Come, O Spirit, come.

Come dear advocate
to remain in the discomfort
with us. Come to hold our hands
and breathe your truth
into our own lungs.
Come, O Spirit, come.

Affirmation of Faith

When I shared last week’s prayers on Twitter, I joked that I didn’t include a confession. It’s honestly felt clunky to write these and I couldn’t figure out why. I got an instant reply to my tweet from RevGalBlogPals that there are others that skip confessions and assurances in the Easter season. (They are also curating this gorgeous thing called Worship Words that you should check out.) Right. I would usually swap the confession and assurance for some words to remember what we do believe.

Listening to Nadia Bolz-Weber reminded me that I need to remember and repeat these words. We don’t just need good preaching. We need to put words to our own faith.

Here are my very favorites.

A New Creed from the United Church of Canada

The Affirmation of Faith from page 481 of the New Zealand Prayer Book

United Church of Christ Statement of Faith in the form of a doxology

A Statement of Faith by Ann Weems (Reaching for Rainbows, 1980)

Advent Statement of Faith by the Rev. Rebecca F. Harrison

Creed by Meg Kearney

The Immigrant’s Creed from the Book of Common Worship (PCUSA)

Oh, I should probably mention again that I’m ordained in the United Church of Christ.

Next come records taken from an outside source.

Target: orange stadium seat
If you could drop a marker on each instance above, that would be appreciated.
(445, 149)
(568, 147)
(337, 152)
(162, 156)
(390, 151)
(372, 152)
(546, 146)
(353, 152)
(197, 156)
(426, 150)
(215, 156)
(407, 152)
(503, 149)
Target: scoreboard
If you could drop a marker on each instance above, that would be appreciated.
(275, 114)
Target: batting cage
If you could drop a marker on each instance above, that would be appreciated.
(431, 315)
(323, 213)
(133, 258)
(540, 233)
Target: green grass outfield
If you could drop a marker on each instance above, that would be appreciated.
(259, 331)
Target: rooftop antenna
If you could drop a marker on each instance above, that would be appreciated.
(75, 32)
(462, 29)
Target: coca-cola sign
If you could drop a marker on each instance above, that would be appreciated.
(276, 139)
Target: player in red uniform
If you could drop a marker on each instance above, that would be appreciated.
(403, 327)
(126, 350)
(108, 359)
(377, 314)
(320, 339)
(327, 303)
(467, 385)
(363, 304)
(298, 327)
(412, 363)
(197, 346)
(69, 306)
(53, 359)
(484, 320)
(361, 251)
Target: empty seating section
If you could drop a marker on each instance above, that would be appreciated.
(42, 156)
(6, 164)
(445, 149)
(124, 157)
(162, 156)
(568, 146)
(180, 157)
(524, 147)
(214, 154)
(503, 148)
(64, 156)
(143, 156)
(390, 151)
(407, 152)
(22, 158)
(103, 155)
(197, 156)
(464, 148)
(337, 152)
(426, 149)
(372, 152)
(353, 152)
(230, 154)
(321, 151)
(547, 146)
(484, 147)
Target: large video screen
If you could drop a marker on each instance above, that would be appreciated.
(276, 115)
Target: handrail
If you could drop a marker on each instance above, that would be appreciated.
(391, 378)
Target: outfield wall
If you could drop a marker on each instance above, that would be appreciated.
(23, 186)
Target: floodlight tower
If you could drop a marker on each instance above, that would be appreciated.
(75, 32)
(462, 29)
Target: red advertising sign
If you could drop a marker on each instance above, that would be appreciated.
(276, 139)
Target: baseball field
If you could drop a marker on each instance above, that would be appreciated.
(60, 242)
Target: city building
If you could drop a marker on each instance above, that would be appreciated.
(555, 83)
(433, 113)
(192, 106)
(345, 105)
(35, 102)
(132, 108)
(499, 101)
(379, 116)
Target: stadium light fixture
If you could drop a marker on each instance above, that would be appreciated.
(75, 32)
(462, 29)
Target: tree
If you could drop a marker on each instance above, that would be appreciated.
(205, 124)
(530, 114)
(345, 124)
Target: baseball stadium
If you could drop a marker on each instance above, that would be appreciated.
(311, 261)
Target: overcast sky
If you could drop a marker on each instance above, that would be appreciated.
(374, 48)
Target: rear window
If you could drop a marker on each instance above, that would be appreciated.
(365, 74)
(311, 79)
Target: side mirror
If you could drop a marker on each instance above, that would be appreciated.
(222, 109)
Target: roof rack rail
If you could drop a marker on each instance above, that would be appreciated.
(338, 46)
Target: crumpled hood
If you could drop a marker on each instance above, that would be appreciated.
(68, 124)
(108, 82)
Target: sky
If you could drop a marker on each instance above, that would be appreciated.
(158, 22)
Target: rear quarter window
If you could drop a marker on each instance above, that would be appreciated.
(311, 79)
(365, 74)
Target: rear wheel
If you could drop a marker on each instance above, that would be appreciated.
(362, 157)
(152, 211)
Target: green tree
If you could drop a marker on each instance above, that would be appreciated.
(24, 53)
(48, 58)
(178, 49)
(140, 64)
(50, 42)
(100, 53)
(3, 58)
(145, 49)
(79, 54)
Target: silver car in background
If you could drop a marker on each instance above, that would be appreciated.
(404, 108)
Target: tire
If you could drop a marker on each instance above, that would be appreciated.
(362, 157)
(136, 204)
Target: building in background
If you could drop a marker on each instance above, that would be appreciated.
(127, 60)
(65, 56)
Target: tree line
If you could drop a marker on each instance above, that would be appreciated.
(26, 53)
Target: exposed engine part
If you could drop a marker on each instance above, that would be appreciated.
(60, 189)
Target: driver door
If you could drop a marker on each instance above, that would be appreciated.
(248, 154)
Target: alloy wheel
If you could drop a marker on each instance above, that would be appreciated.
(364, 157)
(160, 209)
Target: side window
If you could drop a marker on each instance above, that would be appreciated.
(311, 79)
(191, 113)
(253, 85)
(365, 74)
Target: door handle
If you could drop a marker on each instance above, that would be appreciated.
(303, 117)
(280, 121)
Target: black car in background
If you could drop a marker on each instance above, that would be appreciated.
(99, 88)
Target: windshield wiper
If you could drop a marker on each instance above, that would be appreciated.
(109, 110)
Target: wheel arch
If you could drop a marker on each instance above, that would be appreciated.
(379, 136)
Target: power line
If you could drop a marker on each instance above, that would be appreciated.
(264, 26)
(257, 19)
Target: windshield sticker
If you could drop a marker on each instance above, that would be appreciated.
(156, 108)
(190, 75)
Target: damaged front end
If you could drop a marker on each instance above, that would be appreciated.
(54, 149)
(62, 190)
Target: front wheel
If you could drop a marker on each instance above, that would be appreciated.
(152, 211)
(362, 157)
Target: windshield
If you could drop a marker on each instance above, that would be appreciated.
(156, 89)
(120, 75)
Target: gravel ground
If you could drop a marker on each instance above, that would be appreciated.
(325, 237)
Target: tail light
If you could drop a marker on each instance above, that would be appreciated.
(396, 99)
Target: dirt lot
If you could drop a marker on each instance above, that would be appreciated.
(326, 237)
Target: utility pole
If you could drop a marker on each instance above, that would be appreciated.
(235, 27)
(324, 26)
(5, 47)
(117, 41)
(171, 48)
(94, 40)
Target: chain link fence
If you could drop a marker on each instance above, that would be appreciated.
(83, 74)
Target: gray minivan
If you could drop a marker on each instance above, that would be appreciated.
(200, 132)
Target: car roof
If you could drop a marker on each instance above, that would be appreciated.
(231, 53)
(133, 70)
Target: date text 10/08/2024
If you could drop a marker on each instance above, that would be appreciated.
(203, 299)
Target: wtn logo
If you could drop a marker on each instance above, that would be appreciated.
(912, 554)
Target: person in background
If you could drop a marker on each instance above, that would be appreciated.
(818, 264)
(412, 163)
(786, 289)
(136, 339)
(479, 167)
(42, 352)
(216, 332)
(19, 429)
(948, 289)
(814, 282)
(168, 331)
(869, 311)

As part of a non-creedal movement of faith, I believe in a holy bit of irreverence. This is why poetry makes the list and I think that’s fine.

I also really want to insert this somewhere into worship. Maybe it goes here. Can an Affirmation of Faith be sung?

Prayers of the People

I can’t stop reading hymn lyrics since we found out we can no longer sing together. This might also be why I want to insert a hymn into the Affirmation of Faith.

This Sunday, I’d be tempted to offer the words of In Our Brokenness as the Pastoral Prayer. Another option might be this prayer originally from RevGalBlogPals.

That’s all I’ve got for this week.

Dear pastors, liturgists and musicians, I’m praying for you, as always.